What happened

Shares of casual-dining restaurant company Darden Restaurants (NYSE:DRI) went up 14.2% in August, according to data provided by S&P Global Market Intelligence. The company didn't have news to report and analysts were split over whether this was a good stock to buy. Nevertheless, Darden stock rose with the market and then got a big boost when Abbot Laboratories announced its new coronavirus test.

Although Darden stock is rising, a recent filing with the Securities and Exchange Commission (SEC) is a reminder for investors that the company isn't back to normal yet.

DRI Chart

DRI data by YCharts

So what

Restaurant traffic, especially casual dining, was decimated by the COVID-19 pandemic. As one of the largest restaurant companies in the world, Darden likewise suffered. Traffic hasn't returned to normal with many dining rooms still not at full operating capacity. But maybe that's about to change. Abbott Labs' new coronavirus test is cheaper and faster than anything to date, giving investors optimism these could be used to help the restaurant industry recover.

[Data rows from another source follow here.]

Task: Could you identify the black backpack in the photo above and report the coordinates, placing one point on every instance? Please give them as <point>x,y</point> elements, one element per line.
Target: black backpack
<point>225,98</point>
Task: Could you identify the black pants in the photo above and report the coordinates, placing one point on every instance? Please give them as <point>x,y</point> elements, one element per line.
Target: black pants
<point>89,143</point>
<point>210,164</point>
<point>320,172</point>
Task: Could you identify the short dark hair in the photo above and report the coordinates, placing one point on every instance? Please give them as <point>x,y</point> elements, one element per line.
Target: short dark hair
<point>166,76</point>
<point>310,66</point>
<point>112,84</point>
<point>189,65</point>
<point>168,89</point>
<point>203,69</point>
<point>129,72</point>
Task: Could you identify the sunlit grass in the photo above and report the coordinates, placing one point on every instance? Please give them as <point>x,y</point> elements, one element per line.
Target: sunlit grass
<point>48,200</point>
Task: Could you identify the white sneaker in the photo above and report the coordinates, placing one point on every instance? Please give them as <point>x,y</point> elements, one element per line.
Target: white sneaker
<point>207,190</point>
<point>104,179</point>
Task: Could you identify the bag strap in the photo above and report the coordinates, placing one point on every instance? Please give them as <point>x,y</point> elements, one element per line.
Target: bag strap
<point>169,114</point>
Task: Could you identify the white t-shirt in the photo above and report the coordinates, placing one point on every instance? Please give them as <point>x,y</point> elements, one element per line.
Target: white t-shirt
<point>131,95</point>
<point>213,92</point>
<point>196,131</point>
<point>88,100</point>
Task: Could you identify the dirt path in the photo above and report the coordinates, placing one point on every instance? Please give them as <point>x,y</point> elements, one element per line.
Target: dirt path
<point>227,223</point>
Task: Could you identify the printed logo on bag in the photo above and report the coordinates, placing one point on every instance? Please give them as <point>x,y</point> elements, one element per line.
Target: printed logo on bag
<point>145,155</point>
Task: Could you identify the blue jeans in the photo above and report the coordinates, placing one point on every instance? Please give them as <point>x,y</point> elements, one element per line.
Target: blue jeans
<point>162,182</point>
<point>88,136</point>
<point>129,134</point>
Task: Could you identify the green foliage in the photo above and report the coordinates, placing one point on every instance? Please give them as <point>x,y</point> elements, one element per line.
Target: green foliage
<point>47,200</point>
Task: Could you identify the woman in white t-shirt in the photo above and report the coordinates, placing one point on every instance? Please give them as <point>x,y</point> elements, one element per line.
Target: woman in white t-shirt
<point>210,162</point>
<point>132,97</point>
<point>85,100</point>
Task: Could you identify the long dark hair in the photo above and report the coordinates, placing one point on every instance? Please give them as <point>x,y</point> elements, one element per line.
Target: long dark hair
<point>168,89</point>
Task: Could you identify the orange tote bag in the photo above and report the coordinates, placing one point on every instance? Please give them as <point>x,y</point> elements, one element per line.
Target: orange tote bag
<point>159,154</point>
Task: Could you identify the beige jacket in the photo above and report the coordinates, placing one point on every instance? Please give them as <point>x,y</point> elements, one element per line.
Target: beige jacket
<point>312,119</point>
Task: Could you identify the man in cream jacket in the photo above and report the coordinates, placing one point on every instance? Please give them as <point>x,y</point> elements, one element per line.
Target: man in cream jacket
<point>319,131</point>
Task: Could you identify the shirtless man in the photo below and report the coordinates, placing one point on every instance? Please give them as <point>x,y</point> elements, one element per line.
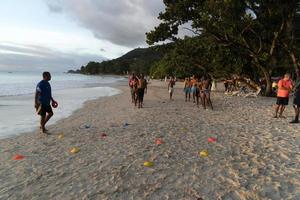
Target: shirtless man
<point>171,87</point>
<point>43,101</point>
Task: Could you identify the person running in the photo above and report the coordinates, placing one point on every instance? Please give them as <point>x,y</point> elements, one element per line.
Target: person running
<point>171,87</point>
<point>285,85</point>
<point>43,98</point>
<point>187,89</point>
<point>296,101</point>
<point>131,84</point>
<point>141,89</point>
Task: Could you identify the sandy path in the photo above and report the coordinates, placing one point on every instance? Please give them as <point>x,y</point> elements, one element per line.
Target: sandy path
<point>255,157</point>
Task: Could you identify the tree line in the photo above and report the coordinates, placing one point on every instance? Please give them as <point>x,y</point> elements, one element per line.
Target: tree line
<point>256,38</point>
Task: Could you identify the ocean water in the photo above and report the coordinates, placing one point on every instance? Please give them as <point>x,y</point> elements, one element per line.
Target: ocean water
<point>17,113</point>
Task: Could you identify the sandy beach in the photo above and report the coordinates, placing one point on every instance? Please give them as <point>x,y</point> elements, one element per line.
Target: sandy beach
<point>255,157</point>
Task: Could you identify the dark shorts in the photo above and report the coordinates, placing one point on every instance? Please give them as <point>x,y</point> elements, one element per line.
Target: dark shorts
<point>282,101</point>
<point>140,94</point>
<point>43,109</point>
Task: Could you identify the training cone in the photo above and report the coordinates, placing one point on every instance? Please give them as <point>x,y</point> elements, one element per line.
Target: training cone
<point>61,136</point>
<point>203,153</point>
<point>148,164</point>
<point>159,141</point>
<point>75,150</point>
<point>18,157</point>
<point>211,139</point>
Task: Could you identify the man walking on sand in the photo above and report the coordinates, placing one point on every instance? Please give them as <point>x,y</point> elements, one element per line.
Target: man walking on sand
<point>43,97</point>
<point>296,101</point>
<point>142,89</point>
<point>284,87</point>
<point>171,87</point>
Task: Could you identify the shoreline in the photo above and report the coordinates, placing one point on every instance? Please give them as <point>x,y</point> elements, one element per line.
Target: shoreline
<point>64,111</point>
<point>255,156</point>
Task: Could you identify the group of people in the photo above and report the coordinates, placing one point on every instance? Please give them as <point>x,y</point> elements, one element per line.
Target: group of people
<point>138,88</point>
<point>200,89</point>
<point>285,87</point>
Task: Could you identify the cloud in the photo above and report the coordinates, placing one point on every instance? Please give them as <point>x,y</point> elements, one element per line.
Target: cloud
<point>30,58</point>
<point>122,22</point>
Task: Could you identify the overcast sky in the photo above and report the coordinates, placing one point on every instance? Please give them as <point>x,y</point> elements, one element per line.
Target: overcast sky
<point>64,34</point>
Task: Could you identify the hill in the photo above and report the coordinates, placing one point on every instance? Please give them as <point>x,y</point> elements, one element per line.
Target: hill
<point>139,60</point>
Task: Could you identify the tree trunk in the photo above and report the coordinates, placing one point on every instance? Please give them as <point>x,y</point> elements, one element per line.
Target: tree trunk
<point>267,76</point>
<point>295,63</point>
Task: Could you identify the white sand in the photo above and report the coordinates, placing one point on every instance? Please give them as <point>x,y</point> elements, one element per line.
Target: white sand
<point>256,157</point>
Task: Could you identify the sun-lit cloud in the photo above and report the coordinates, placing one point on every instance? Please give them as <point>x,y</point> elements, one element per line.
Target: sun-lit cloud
<point>121,22</point>
<point>19,57</point>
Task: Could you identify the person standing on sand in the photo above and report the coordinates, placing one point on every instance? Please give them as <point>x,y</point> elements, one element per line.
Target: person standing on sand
<point>285,85</point>
<point>296,101</point>
<point>205,92</point>
<point>171,87</point>
<point>131,84</point>
<point>141,90</point>
<point>43,97</point>
<point>187,89</point>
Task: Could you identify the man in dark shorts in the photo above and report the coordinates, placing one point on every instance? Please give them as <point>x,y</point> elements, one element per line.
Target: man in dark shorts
<point>296,101</point>
<point>285,85</point>
<point>205,92</point>
<point>131,82</point>
<point>142,88</point>
<point>43,97</point>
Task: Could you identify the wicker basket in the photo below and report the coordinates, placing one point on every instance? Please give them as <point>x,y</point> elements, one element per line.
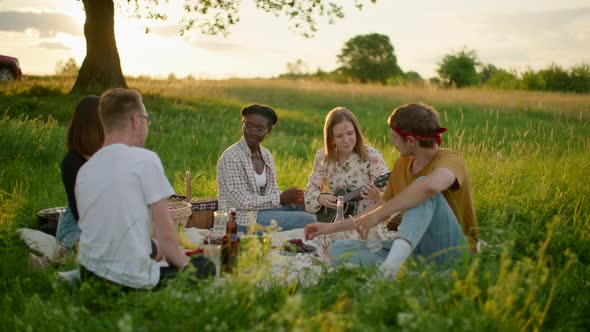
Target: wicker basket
<point>202,212</point>
<point>179,212</point>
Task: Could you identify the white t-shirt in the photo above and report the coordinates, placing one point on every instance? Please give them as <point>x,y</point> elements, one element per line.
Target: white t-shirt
<point>114,190</point>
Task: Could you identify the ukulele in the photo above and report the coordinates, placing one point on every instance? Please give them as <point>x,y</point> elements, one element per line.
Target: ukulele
<point>326,214</point>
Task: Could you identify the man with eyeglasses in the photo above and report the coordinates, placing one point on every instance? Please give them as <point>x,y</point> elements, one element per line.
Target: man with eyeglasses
<point>247,179</point>
<point>121,191</point>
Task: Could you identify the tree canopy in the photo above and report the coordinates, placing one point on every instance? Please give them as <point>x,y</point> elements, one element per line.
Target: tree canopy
<point>101,67</point>
<point>459,69</point>
<point>369,58</point>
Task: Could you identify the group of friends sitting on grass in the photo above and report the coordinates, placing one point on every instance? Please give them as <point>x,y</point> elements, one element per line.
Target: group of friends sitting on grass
<point>117,191</point>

An Aug. 31 SEC filing from Darden is a reminder of how pressing this need is. The company is offering early retirement to 250 corporate employees and laying off even more. The layoffs include executive vice president and COO David C. George, whose corporate roles are being eliminated entirely. The stated reason for this restructuring was to align corporate expenses with the ongoing sales reality.

A dollar bill is folded into the shape of an upward pointing arrow.

Image source: Getty Images.

Now what

The restructuring will cost Darden $35 million now, not including undisclosed non-cash expenses. After the one-time hit, it should save the company $25 million to $30 million annually -- which would be a good thing. But make no mistake, Darden wouldn't have restructured its business like this if restaurant traffic were already back to pre-COVID-19 levels.

While Darden stock is still down about 30% from 52-week highs, I'd stop short of calling this a value stock at the moment. The company reports results for the first quarter of its fiscal 2021 on Sept. 24. I'd at least wait to see if the business has returned to modest growth and the dividend has been reinstated before thinking about investing.